Las aclaraciones sobre el enfoque de género en el nuevo acuerdo de paz

El nuevo acuerdo define el concepto aclarando que lo que se busca es reconocer que el conflicto ha impactado de manera diferenciada a la mujer y que, en consecuencia, se requieren acciones distintas y específicas para restablecer sus derechos.

El tema del enfoque de género dentro del acuerdo de paz ha sido uno de los más controvertidos. Y, en este sentido, el anuncio del Gobierno y las Farc precisa que los cambios hechos al texto están referidos estrictamente a poner fin al conflicto y sentar las bases para la construcción de una paz estable y duradera y que, por lo tanto, no aborda temas como la definición de familia, matrimonio o adopción por parejas del mismo sexo o el derecho de los padres a escoger la enseñanza de sus hijos. Para las partes, estos son asuntos que la sociedad colombiana debe debatir libremente en democracia y a través de las instituciones correspondientes, entre ellas el mismo Congreso. (Vea aquí el especial "A construir la paz")

El nuevo acuerdo reconoce el principio de igualdad y no discriminación, que implica que toda persona, sin distinción de género, orientación sexual, etnia, edad, creencias religiosas y condición física, tiene derecho a disfrutar de todos los derechos incluidos en la Constitución. En este sentido, se deja claro que ningún contenido del texto se debe entender o interpretar como la negación, restricción o menoscabo de los derechos fundamentales de las personas LGBTI o de las personas con creencias religiosas. (Lea aquí: LGBTI reclaman que Santos evita reunirse con ellos para hablar de acuerdo de paz)

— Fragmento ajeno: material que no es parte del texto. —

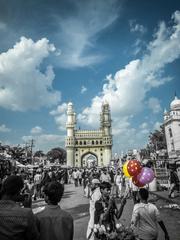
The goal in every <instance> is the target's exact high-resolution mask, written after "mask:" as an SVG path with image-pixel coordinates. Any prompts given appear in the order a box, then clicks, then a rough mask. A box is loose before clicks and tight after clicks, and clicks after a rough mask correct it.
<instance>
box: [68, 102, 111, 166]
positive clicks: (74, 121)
mask: <svg viewBox="0 0 180 240" xmlns="http://www.w3.org/2000/svg"><path fill="white" fill-rule="evenodd" d="M66 129H67V136H66V141H65V146H66V152H67V166H70V167H85V166H88V167H90V166H101V167H103V166H108V165H109V163H110V161H111V158H112V131H111V113H110V107H109V104H108V103H103V104H102V108H101V113H100V128H99V129H98V130H77V128H76V113H75V111H74V108H73V104H72V103H68V107H67V122H66Z"/></svg>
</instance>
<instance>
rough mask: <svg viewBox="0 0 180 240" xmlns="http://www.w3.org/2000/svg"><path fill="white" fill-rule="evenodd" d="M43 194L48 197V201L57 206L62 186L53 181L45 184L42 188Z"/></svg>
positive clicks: (61, 191) (60, 197)
mask: <svg viewBox="0 0 180 240" xmlns="http://www.w3.org/2000/svg"><path fill="white" fill-rule="evenodd" d="M44 193H45V195H47V196H48V199H49V201H50V202H51V203H52V204H57V203H58V202H60V200H61V198H62V196H63V193H64V186H63V185H62V184H61V183H59V182H55V181H54V182H50V183H47V184H46V185H45V187H44Z"/></svg>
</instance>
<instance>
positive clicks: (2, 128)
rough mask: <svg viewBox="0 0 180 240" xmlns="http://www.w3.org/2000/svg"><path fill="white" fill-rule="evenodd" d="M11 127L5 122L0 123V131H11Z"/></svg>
mask: <svg viewBox="0 0 180 240" xmlns="http://www.w3.org/2000/svg"><path fill="white" fill-rule="evenodd" d="M10 131H11V129H10V128H7V127H6V125H5V124H2V125H0V132H10Z"/></svg>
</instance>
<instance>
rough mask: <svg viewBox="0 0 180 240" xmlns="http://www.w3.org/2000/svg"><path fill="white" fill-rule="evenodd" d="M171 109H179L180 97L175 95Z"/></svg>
mask: <svg viewBox="0 0 180 240" xmlns="http://www.w3.org/2000/svg"><path fill="white" fill-rule="evenodd" d="M170 107H171V110H177V109H180V99H178V98H177V97H176V96H175V98H174V100H173V101H172V102H171V105H170Z"/></svg>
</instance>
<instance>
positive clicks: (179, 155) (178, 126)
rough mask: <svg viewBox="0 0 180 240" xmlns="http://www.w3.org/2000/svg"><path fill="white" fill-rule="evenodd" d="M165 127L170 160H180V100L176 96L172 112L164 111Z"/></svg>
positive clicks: (174, 99)
mask: <svg viewBox="0 0 180 240" xmlns="http://www.w3.org/2000/svg"><path fill="white" fill-rule="evenodd" d="M164 127H165V134H166V142H167V151H168V156H169V159H172V161H173V159H174V160H176V159H180V99H178V98H177V96H175V98H174V100H173V101H172V102H171V104H170V110H169V111H168V112H167V111H166V110H165V111H164Z"/></svg>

Precisamente, para evitar malos entendidos, en los cambios hechos se define el concepto de enfoque de género, el cual apunta fundamentalmente a reconocer que el conflicto ha impactado de manera diferenciada a la mujer y que, en consecuencia, se requieren acciones distintas y específicas para restablecer sus derechos. Así mismo, establece que con el fin de garantizar la igualdad efectiva entre hombres y mujeres, es necesario que haya medidas diferenciadas en los planes y programas acordados.

Gobierno y Farc acogen también el llamado de los sectores religiosos, tanto los del Sí como los del No en el plebiscito, estipulando que en la implementación de lo acordado se deberá respetar la libertad religiosa, tal y como está consagrada en la Constitución. Y plantean que las iglesias, confesiones religiosas, organizaciones del sector religioso y personas con creencias religiosas, deben jugar un papel primordial en la construcción de paz.  Se reconoce además que comunidades y personas en razón de sus creencias religiosas fueron victimizadas en el contexto del conflicto armado y que, por lo mismo, se debe garantizar sus derechos como víctimas. Por último, en este tema, el nuevo acuerdo deja explícito que las familias han sido muy afectadas por la guerra, lo cual también implica tomar medidas para restablecer el tejido social y el entorno afectado por la violencia.